The first link is apparently the journal (with photos) of a member of a conservative Southern church who tried to bring supplies in to a refugee camp in Oklahoma--a camp that she knew, because her church had a cabin there. Not only were her supplies refused, but she saw and documented evidence that detainees will not be allowed to leave. And there have been wide reports of help and supplies refused; as one example, our local paper yesterday ran an interview with a local doctor who flew down and had to cool his heels in Baton Rouge
while exactly one doctor was trying to handle the entire medical needs of the New Orleans Convention Center evacuees. (To view the story, you'll have to register)
As a journalist, I'm trained to be skeptical, and that this detainee camp journal is posted on a conspiracy site makes me suspicious. But as far as I can tell (I'm no Photoshop expert), the pictures and the narrative are genuine.
If this is really true, it would appear the government is setting up prison camps for the poor and homeless people who were unlucky enough to live in Katrina's path.This is simply unacceptable. Those who lived near the Soviet Gulags and the Nazi extermination camps claimed they did not protest because they did not know. If this turns out to be true, we must protest loudly and consistently.
The second and third links are stories from the New York Times. First, that some people in the GOP have seen the storm as an opportunity to advance their social policy: tuition vouchers for evacuees attending private schools, an attack on "prevailing wage" laws, and a fast-track green light for industry. Given that we have made no informed decision as a country on how and where to rebuild New Orleans
, the other overdeveloped coastal areas, and the wetlands between the city and the Gulf of Mexico, the fast track for new construction is a concern.
Don't get me wrong. Like everyone else, I want to see jobs created, infrastructure rebuilt, and some sense of normalcy restored. But I want to make sure we treat these delicate and storm-prone coastlines and wetlands with respect, and that we think long and hard about how and where to build without just rushing blindly forward to destroy more of the barrier islands and wetlands and places where no sane person would build.

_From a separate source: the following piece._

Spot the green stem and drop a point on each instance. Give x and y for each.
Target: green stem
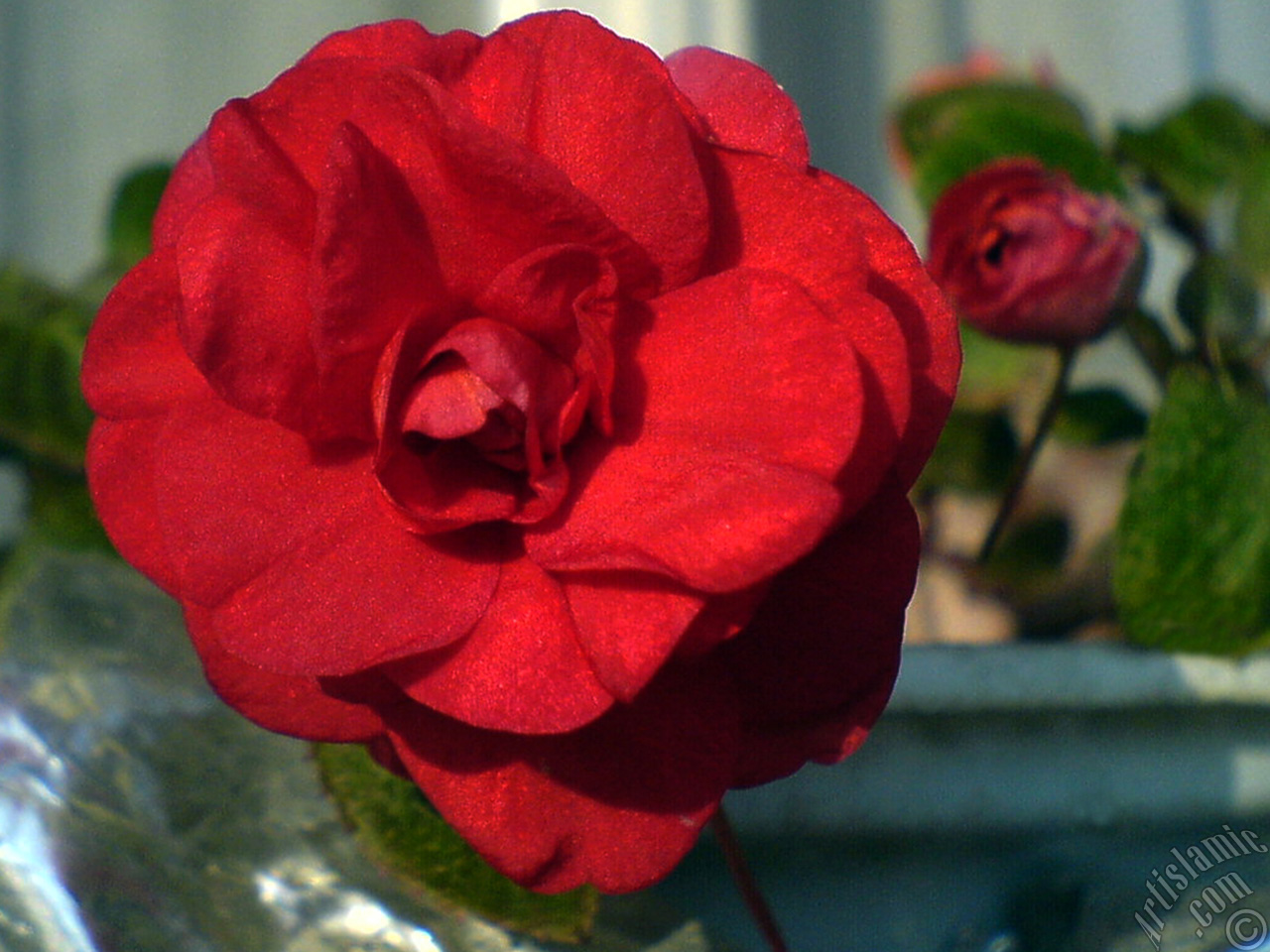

Coming on the heels of what we now know about how first, the Bush administration repeatedly slashed budgets for shoring up the levees, second, stood idly by as the hurricane swept in, and third, completely mismanaged the disaster response (where they do share the blame with local officials), it's particularly scary. Did you know that while the government was doing essentially nothing to get ready, Wal-Mart mobilized a fleet of trucks, filled them with relief supplies, and positioned them close by but outside storm range so they could respond instantly
? I am, to put it mildly, not generally a fan of Wal-Mart--but in this case they were terrific. And if they could be so organized, surely the federal, state, and local governments could have done a lot to minimize the catastrophe.
Finally, the article about high-powered well-connected lobbyists lining up to make sure their clients have a place at the trough. The story, by John Broder, says,
Hundreds of millions of dollars in no-bid contracts have already been let
and billions more are to flow to the private sector in the weeks and months
to come. Congress has already appropriated more than $62 billion for an
effort that is projected to cost well over $100 billion.
Some experts warn that the crisis atmosphere and the open federal purse are
a bonanza for lobbyists and private companies and are likely to lead to the
contract abuses, cronyism and waste that numerous investigations have
uncovered in post-war Iraq.
Not surprisingly, Halliburton has already pushed to the front of the line; its Kellogg Brown & Root subsidiary landed a $500 million contract. Yes, these companies are capable of doing the work. But the ethics questions are, to say the least, troubling given the sordid history of these companies in Iraq and elsewhere, and their close ties to the Bush administration.
All in all, the whole thing--the situation that these three articles each reveal one slice of--is very troubling: a triple attack on America's core values of decency, democracy, and charity.